# New milk stand!!!!!!!!!!!!



## Muddy Creek Farm (Oct 5, 2007)

Me and my dad made this PVC pipe collapsable milkstand it is really really light and easy to move.


----------



## Sara (Oct 5, 2007)

OH MY GOSH!

How innovative and cool, how does it work. Well? Does it wobble?


----------



## jBlaze (Oct 9, 2007)

That's awsome! Way to go!!  
I wish mine were lighter.


----------



## Muddy Creek Farm (Oct 5, 2007)

I really love it, it is so adjustable. It doesn't wobble at all - it's really sturdy. And the mat comes off as well. I really wanted one that was weather proof and easy to take to shows. I'll take it apart tomorrow and take photos.


----------



## Anna (Oct 17, 2007)

Ah! That is so neat! What a great idea! It seems like it would be more sanitary than wood as well (wood absorbs liquid and germs). Mom's a nurse, LOL, so I'm all about cleanliness. Congrats! :dance:


----------



## StaceyRosado (Oct 5, 2007)

oh wow if my dad wasn't so busy I would ask him to help me make it!!

I want a metal one just because it is more sanitary because I can clean it better but that would work just as well. Hmmm


----------



## alyssa_romine (Oct 5, 2007)

That is very neat!!!!!


----------



## Muddy Creek Farm (Oct 5, 2007)

I love PVC pipe, because it is so light. And I like that it is so adjustable. I am thinking of having lower legs for when I put the preggo does up there so they can't hurt themselves.


----------



## Dover Farms (Oct 16, 2007)

Oooo! That looks nice! Do you have plans or where did you get those plans?? We really need a light milk stand to take to shows. We will have 1-3 does in milk to show this year.


----------



## all1965 (Oct 6, 2007)

Yea, that cool.
Do you have plans for it or did you just make it yourself?


----------



## Shazzy (Oct 16, 2007)

That's really creative. I have to build a milkstand soon.

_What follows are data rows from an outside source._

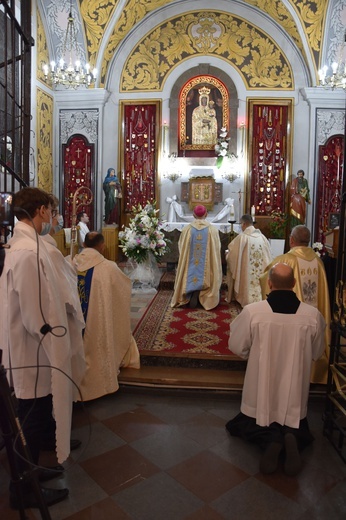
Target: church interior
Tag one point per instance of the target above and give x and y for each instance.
(186, 105)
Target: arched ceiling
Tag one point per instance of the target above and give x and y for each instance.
(104, 25)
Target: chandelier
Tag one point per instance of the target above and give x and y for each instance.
(338, 77)
(65, 72)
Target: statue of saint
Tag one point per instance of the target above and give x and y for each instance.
(300, 196)
(112, 190)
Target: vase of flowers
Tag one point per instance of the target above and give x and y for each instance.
(278, 224)
(277, 230)
(143, 242)
(222, 147)
(319, 248)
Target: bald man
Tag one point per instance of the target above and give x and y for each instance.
(311, 287)
(280, 337)
(199, 271)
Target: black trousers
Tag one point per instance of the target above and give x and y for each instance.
(246, 428)
(35, 416)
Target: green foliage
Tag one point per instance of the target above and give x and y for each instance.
(278, 224)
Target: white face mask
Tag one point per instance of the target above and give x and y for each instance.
(60, 224)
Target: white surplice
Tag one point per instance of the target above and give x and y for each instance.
(33, 292)
(280, 354)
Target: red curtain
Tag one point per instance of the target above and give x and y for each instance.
(330, 172)
(78, 160)
(139, 155)
(268, 159)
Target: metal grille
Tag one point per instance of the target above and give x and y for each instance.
(15, 76)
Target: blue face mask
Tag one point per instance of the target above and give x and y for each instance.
(46, 227)
(60, 224)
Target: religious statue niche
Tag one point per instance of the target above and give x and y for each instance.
(329, 185)
(202, 191)
(268, 156)
(78, 160)
(140, 144)
(203, 111)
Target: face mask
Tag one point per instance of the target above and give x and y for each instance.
(60, 224)
(46, 227)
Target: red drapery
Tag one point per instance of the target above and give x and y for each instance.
(330, 172)
(139, 155)
(268, 159)
(78, 158)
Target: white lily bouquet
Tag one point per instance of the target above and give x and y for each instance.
(144, 235)
(318, 248)
(222, 147)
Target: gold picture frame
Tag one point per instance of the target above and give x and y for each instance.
(202, 191)
(189, 100)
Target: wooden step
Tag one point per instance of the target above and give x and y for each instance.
(179, 377)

Do you have an estimate of how much the parts cost?


----------



## Muddy Creek Farm (Oct 5, 2007)

I really don't know, probably about $100 - $120?? The folded down photos will have to wait until tomorrow, cuz it's storming right now.... Nope we didn't use a plan. We made it up :idea:


----------



## Sweet Gum Minis (Oct 6, 2007)

Yours looks almost identical to mine!!! We built ours about 3 or 4 months ago. Its pvc pipe as well. I LOVE mine!


----------



## Muddy Creek Farm (Oct 5, 2007)

Lol, thats cool! I love mine, I had to make it big enough for Senshi's head to fet through the bars (he has a big head lol)


----------



## goathappy (Oct 5, 2007)

Oh that is just too cool!! :clap:


----------



## LiddleGoteGurl (Nov 29, 2007)

That is the coolest thing! Now you got me thinking. Mine is made out of wood, and the stupid cats have scratched it up so it doesn't look very nice... plus it is really big and heavy and hard to take to shows. I was thinking I would have to buy a metal one sometime, but I LOVE this. Nice job!


----------



## Muddy Creek Farm (Oct 5, 2007)

Thanks! It is easier to move with two people because it is large, but it is really light weight, I was surprised at how light it was.


----------



## fritzie (Oct 6, 2007)

wow that is great. i have to of the metal ones & they are heavy when you have to take them to the shows plus you have to keep painting them so they look good.


----------



## lacy_94 (Oct 7, 2007)

wow that would make hoof trimming so much esier, we our going to lowes tomarow hopefully i can but some lumber for a stand


----------